Single electron oxidative coupling reactions have played a role in organic synthesis for almost two centuries, predating Thomson's discovery of the electron by more than sixty years. These complicated bond-forming systems rely on the interconversion of anions, radicals, cations, and radical ions. Over the last 10-15 years, radical cations and the radicals they convert to have been applied to an expanding number of carbon-heteroatom and carbon-carbon bond-forming reactions. Given the complexity of these systems, full application of these transformations requires a fundamental understanding of the mechanistic impact and importance of the factors involved in a given reaction system. The research presented herein represents a careful mechanistic analysis of the controlling factors that exist in the single electron oxidative coupling of activated olefins, while contributing alternative synthetic strategies that utilize this newly elucidated information for more efficient protocols.
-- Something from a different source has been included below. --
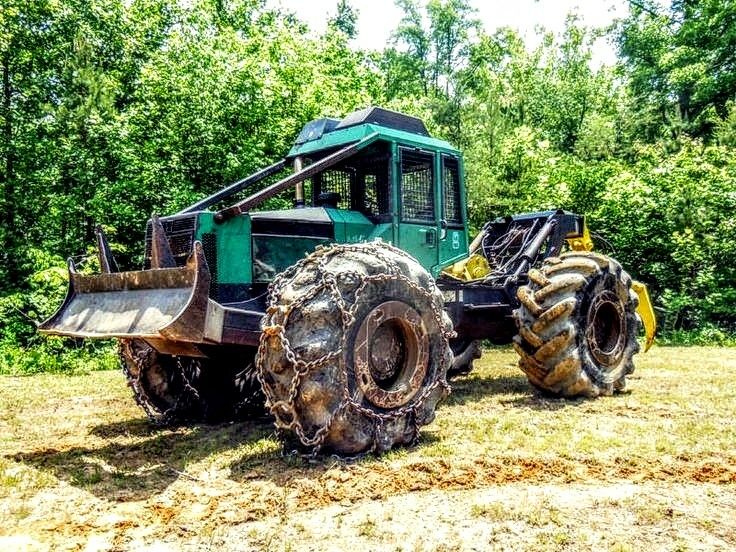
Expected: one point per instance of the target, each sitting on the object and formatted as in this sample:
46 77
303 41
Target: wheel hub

The body of work presented in this dissertation presents the following: 1) investigation of the interplay of solvent, oxidant, and substrate structure established that the rate limiting step of the single electron oxidation of β-dicarbonyls is the solvent-dependent decay of the radical cation; 2) development of a novel CAN-mediated synthesis of tetra-substituted pyrazoles from β-diketones yielded an alternative synthetic pathway to propyl pyrazole triol, an estrogen receptor ligand; and 3) the detailed kinetic and spectroscopic analysis of organo-SOMO activation, an intricate system containing organocatalysis, phase transfer, single electron oxidation, and free radical chemistry provided information necessary to propose a catalytic cycle and optimize the synthetic protocol, decreasing reaction times.